So much for a one hour nap. Having my blood sugars out of whack is
*terribly* disruptive...
I've wrestled with this before inconclusively, so be forewarned that I'm
groping as I go here.
What I have believed for some time is that the core notion of type in BitC
needs to consist of RxMxT, where R is the region, M the mutability, and T
the type (in the traditional sense). The M component is subject to the value
restriction, meaning that occurrences of mutability variables are
monomorphic in any particular data structure. There are further issues
arising from immutability and effects, but let's ignore those for a moment.
Mark Miller has argued that mutability within a data structure is a matter
of protecting internal integrity, and that expressing things as constraints
on mutability is therefore the wrong model. In general, I concur, but the
"fancy vector" case illustrates why this may not be a full answer. At the
very least it lets us explore that question.
So let's start by exploring what, exactly, is meant by an immutable vector -
either we will conclude that [im]mutability is the right notion, or we will
conclude that the real notion we are trying to express is something else.
The main thing we mean when we say that a vector is immutable is that the
result of the expression "v[i]", for some vector "v", is term-substitutable.
This means: (a) the result value is a function solely of the inputs, and (b)
no other operation or reference exists s.t. v[i] might later return a
different result given the same denotations of v and i. So it is both a
statement about effect and a statement about non-interference.
But for mutable vectors we mean something quite different. For starters, the
indexing operator v[i] doesn't return a value at all - it returns an
l-value. That is: we want it to be a generalized accessor, which can appear
on the left hand side of an assignment. An l-value is basically a "ref' in
disguise; the differences are:
1. The region of an lvalue must not outlive the region of its referent;
that is, it's a by-reference type rather than merely a heap pointer.
2. When an l-value appears in a use occurrence, it is implicitly
dereferenced to extract the value.
That is, an l-value is of the form:
'm1 'r1 lvalue('r2 'm2 't2)
where 'r2 <= 'r1 (the regions). And with this point made, it becomes
readily apparent that there is no such thing as a vector of element type T,
but rather there are vectors of element type MxT. That is: the mutability
was confusing because we were missing a variable.
There are some things I like about the RxMxT approach and some things I
don't.
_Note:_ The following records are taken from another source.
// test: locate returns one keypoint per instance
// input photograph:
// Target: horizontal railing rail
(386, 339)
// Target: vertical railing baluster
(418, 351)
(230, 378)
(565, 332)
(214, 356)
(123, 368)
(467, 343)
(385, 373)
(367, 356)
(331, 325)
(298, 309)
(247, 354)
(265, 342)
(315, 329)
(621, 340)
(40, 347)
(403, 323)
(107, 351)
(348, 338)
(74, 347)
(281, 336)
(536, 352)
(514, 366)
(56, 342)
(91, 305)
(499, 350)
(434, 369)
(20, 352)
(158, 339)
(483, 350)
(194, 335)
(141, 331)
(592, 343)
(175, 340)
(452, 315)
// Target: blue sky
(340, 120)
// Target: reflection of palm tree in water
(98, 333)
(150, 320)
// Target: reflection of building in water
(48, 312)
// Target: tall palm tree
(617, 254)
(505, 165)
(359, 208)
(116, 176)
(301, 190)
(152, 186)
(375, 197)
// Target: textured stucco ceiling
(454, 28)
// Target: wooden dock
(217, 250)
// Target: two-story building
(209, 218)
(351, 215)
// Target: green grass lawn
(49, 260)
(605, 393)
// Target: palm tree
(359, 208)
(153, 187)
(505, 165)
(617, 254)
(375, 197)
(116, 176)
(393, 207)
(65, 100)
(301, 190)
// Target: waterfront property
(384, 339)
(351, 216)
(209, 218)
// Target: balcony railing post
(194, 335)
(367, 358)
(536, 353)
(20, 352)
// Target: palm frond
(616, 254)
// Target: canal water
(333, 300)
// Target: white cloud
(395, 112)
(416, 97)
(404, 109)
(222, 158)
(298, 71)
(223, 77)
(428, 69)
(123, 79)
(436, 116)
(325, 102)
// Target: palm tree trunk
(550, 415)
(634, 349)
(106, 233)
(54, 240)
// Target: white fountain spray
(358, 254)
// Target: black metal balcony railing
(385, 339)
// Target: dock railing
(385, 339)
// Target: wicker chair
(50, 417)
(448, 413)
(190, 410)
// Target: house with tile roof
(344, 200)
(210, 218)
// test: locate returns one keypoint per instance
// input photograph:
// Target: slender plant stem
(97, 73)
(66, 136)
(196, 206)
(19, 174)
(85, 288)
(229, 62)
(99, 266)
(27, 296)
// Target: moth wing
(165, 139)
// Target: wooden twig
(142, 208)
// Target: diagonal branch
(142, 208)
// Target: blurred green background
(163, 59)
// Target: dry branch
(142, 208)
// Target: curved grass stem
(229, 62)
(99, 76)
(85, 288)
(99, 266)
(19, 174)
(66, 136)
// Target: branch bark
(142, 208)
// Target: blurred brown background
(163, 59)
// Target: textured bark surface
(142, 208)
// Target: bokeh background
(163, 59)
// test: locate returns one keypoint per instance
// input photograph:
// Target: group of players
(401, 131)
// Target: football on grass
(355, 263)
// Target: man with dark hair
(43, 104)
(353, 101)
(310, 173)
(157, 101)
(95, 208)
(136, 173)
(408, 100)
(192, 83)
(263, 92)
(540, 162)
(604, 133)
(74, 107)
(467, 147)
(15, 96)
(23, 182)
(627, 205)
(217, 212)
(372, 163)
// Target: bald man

On the bright side, we can now speak (at least mathematically) about
partially mutable aggregates and the consequences and restrictions
concerning overwriting them. We can speak about the types of first-class
accessors, and we can speak about some kinds of liveness constraints
(notably including certain key kinds of escape constraints). We can account
for why "5:int32" is always typed as non-mutable, and we can assign an
appropriately inferred mutability type variable to fields of type int32.
We can also now account for what it means to be a "by ref" field - which is
a precondition to re-introducing the tuple type and getting rid of a bunch
of issues. Basically, a by-ref field is one in which:
1. value extraction is suppressed when an l-value is presented as an actual
parameter, and
2. in consequence, the structure containing the by-ref field must be placed
in a region living no longer than the target region of that l-value
parameter.
I'm starting to feel like I have the glimmerings of a handle on this. Not
sure yet whether that should have me relieved or terrified.